Spark ML and SQL classes are considered optional and therefore not loaded by default. You will need to load these before proceding with ML.
from pyspark.ml import Pipeline
from pyspark.ml.feature import *
from pyspark.ml.classification import *
from pyspark.ml.evaluation import *
from pyspark.sql.types import *
from pyspark.sql.functions import *
The first step is to load the data into Spark as a Dataframe. You can load either the full set if the resources of your Spark cluster permit it, or load a selection of categories as shown below. The Dataframe dataset
is what we will use as our starting point.
dataset = spark.sql("SELECT * FROM dataset WHERE Category in ('ASSAULT','VANDALISM')")
display(dataset.take(10))
Get a feel for the data using different selections, filters and groupings.
display(dataset.select("PdDistrict").distinct())
display(dataset.filter(year("Dates") == 2003). \
groupBy("Category", "Address"). \
count(). \
orderBy("Category", "Address"))
First prepare columns that cannot be prepared by the Spark ML feature functions.
dataset = dataset.withColumn("Year", year("Dates"))
dataset = dataset.withColumn("Month", month("Dates"))
dataset = dataset.withColumn("Hour", hour("Dates"))
dataset = dataset.withColumn("Lat", round("X", 5))
dataset = dataset.withColumn("Lon", round("Y", 5))
display(dataset.take(10))
You will need to split it into a training set and a test set.
trainingset, testset = dataset.randomSplit([0.7, 0.3])
print("trainingset: %s, testset: %s" % (trainingset.count(), testset.count()))
category_indexer = StringIndexer(inputCol="Category", outputCol="category_index")
dayofweek_indexer = StringIndexer(inputCol="DayOfWeek", outputCol="dow_index")
district_indexer = StringIndexer(inputCol="PdDistrict", outputCol="dis_index")
resolution_indexer = StringIndexer(inputCol="Resolution", outputCol="res_index")
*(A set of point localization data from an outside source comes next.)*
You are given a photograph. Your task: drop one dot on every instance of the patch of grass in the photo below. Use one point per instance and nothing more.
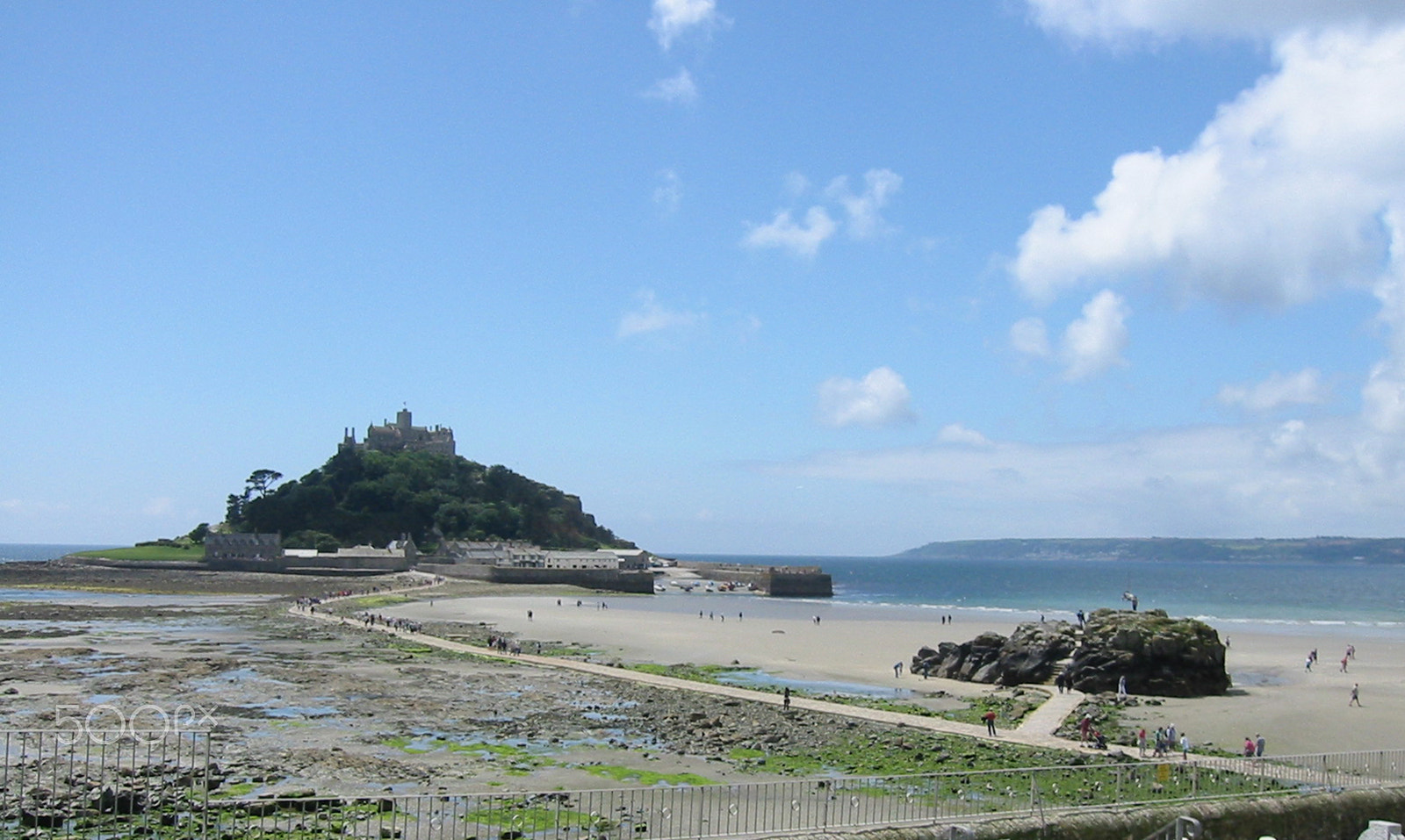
(374, 601)
(894, 751)
(235, 790)
(645, 777)
(529, 819)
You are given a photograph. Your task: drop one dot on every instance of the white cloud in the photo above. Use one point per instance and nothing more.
(1030, 337)
(878, 399)
(667, 196)
(1383, 397)
(653, 318)
(1304, 388)
(672, 18)
(955, 433)
(1331, 477)
(861, 212)
(864, 219)
(1095, 341)
(1279, 200)
(1117, 20)
(674, 89)
(783, 232)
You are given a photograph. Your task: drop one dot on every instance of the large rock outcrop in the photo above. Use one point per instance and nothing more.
(1030, 655)
(1156, 655)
period_list = ["Year", "Month"]
period_assembler = VectorAssembler(inputCols=period_list, outputCol="period")
coord_list = ["Lat","Lon"]
coord_assembler = VectorAssembler(inputCols=coord_list, outputCol="coords")
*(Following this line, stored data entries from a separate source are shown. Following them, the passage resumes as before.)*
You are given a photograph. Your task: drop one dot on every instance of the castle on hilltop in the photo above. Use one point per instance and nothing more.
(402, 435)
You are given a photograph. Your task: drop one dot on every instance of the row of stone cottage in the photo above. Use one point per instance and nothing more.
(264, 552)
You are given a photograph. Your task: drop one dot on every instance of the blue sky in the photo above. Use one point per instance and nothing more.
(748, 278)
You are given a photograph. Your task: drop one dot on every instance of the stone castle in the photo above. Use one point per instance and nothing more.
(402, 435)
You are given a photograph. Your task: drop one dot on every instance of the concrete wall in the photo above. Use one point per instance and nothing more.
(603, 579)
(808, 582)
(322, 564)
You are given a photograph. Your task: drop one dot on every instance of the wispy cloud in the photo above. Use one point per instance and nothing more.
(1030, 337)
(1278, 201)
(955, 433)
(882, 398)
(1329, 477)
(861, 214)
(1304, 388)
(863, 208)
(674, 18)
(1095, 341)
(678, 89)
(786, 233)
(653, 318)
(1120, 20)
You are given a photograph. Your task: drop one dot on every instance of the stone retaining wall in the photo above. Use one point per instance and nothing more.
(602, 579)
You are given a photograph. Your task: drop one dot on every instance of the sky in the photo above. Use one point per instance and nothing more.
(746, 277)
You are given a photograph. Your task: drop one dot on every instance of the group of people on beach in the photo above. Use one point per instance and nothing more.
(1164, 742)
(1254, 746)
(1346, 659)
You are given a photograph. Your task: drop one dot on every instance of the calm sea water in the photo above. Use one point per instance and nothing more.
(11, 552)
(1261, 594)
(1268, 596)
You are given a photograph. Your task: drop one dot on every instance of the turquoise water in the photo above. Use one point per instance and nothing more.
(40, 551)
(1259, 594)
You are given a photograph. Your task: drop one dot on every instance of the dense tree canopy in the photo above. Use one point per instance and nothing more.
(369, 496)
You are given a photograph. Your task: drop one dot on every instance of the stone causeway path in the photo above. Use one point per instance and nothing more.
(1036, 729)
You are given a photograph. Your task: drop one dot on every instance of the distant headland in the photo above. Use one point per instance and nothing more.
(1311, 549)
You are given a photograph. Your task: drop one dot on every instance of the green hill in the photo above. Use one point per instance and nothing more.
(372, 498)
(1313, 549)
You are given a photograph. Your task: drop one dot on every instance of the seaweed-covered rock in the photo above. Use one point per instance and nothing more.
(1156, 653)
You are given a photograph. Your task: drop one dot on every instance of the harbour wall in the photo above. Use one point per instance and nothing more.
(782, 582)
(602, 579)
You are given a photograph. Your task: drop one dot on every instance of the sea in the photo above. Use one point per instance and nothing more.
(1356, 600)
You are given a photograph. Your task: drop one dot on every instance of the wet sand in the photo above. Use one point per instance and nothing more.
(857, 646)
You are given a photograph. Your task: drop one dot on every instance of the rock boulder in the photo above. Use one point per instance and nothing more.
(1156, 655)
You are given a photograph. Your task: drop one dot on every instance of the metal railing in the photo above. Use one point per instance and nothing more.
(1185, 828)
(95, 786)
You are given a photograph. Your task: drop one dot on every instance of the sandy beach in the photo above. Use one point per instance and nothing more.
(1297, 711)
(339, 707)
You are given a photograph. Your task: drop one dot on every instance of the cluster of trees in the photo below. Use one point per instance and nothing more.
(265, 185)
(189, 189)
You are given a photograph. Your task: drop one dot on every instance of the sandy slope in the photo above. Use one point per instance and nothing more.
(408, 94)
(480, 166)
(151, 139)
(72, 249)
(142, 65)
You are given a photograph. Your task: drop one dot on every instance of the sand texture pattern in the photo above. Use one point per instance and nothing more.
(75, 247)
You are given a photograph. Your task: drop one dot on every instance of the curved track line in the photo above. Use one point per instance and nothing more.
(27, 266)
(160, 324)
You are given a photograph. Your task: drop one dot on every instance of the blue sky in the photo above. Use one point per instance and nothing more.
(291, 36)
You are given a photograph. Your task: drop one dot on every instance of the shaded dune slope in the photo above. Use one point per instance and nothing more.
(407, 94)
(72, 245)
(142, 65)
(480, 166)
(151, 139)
feature_list = ["period","Hour", "coords", "dis_index","dow_index", "res_index"]
vector_assembler = VectorAssembler(inputCols=feature_list, outputCol="features")
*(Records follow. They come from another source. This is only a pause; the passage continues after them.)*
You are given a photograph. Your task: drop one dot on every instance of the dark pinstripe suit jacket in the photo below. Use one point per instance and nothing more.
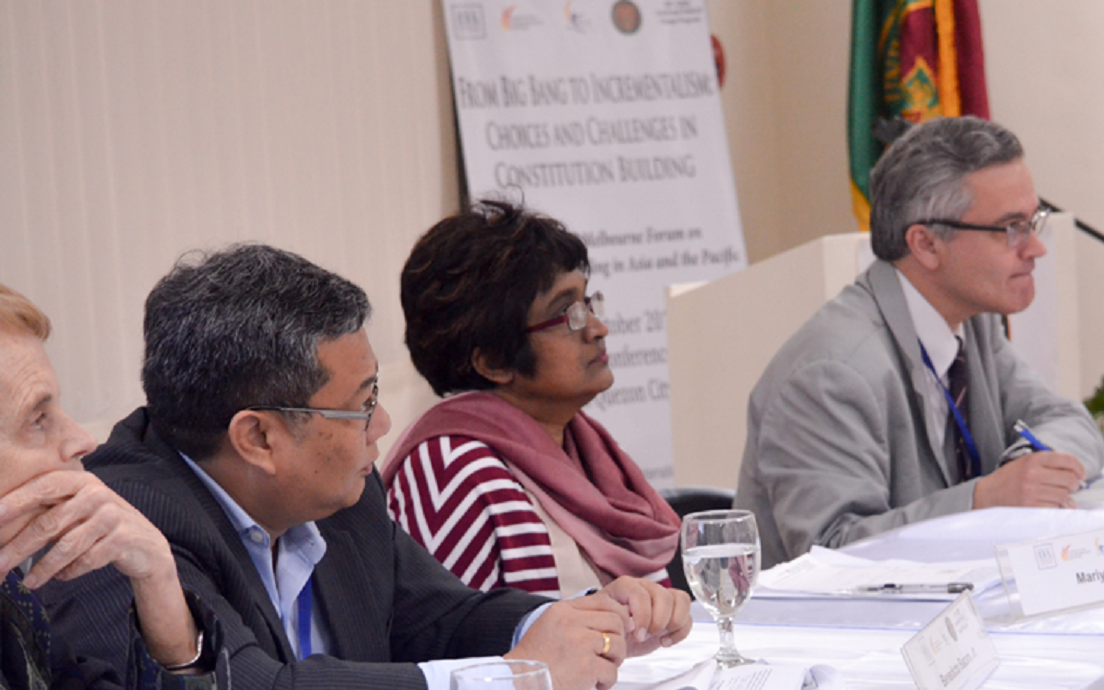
(388, 603)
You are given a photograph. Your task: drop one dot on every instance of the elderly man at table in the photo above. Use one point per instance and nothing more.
(897, 401)
(255, 456)
(49, 502)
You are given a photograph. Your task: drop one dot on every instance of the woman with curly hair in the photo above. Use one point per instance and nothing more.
(507, 481)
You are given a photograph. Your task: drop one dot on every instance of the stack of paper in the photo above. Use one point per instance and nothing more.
(827, 573)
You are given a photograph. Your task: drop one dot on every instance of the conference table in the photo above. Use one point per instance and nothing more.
(861, 638)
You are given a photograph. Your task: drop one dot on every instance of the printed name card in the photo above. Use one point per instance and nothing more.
(1053, 574)
(953, 651)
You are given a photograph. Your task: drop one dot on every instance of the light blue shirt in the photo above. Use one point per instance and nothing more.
(300, 549)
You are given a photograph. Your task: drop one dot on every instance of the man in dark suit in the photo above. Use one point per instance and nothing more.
(255, 456)
(48, 501)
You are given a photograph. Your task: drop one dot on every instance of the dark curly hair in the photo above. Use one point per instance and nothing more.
(469, 283)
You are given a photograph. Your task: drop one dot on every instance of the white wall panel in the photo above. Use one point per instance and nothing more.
(131, 131)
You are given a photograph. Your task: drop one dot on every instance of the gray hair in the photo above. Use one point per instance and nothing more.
(922, 177)
(236, 328)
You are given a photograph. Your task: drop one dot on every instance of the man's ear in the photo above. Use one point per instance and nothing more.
(498, 377)
(924, 245)
(255, 436)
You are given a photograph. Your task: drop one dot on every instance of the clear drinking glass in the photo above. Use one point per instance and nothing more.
(721, 558)
(502, 676)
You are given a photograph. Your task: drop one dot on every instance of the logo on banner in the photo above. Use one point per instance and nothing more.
(626, 17)
(468, 22)
(575, 19)
(1044, 556)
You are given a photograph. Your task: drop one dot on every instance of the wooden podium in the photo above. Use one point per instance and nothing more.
(722, 335)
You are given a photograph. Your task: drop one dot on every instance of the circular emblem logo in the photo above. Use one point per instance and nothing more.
(626, 17)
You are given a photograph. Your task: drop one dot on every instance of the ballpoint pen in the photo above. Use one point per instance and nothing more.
(949, 587)
(1027, 435)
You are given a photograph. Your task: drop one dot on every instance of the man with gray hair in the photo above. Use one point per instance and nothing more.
(255, 456)
(897, 401)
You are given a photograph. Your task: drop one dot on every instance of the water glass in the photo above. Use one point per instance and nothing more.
(721, 558)
(506, 675)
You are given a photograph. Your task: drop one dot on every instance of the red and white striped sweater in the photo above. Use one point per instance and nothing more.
(457, 499)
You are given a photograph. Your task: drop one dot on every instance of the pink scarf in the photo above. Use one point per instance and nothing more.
(593, 490)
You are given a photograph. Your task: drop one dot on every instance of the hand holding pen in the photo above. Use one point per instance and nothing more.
(1044, 478)
(1037, 445)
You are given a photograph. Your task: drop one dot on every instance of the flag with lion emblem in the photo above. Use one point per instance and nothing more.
(910, 59)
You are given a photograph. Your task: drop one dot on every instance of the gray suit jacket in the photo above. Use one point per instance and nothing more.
(838, 443)
(388, 603)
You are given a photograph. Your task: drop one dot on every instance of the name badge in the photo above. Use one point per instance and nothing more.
(953, 651)
(1052, 574)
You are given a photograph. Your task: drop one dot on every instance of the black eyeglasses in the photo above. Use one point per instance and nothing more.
(364, 414)
(1017, 232)
(576, 316)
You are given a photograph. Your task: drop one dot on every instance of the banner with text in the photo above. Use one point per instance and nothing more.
(607, 116)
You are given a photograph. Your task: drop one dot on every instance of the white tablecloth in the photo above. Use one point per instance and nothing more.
(862, 638)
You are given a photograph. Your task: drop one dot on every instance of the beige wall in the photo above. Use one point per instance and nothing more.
(134, 130)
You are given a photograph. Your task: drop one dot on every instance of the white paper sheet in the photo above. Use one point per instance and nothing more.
(824, 572)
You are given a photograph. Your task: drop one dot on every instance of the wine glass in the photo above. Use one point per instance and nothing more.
(721, 558)
(505, 675)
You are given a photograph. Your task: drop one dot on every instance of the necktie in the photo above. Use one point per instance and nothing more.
(956, 379)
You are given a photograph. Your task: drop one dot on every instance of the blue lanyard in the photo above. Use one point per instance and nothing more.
(305, 606)
(975, 458)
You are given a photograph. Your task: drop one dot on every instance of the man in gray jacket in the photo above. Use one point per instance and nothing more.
(897, 401)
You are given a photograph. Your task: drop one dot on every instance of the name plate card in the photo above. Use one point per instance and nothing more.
(953, 651)
(1053, 574)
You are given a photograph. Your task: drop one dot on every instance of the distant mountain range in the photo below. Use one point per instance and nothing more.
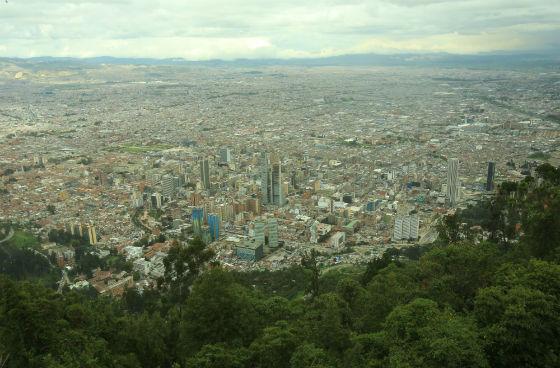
(437, 59)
random_forest = RandomForestClassifier(featuresCol="features", \
labelCol="category_index", \
maxBins=14000, \
maxDepth=10, \
impurity="entropy", \
featureSubsetStrategy="all")
stages = [category_indexer, \
dayofweek_indexer, \
district_indexer, \
resolution_indexer, \
period_assembler, \
coord_assembler, \
vector_assembler, \
random_forest]
pipeline = Pipeline(stages=stages)
model = pipeline.fit(trainingset)
prediction = model.transform(testset)
evaluator = MulticlassClassificationEvaluator(labelCol='category_index', \
predictionCol='prediction', \
metricName='accuracy')
accuracy = evaluator.evaluate(prediction)
print("Random Forest accuracy = {}".format(accuracy))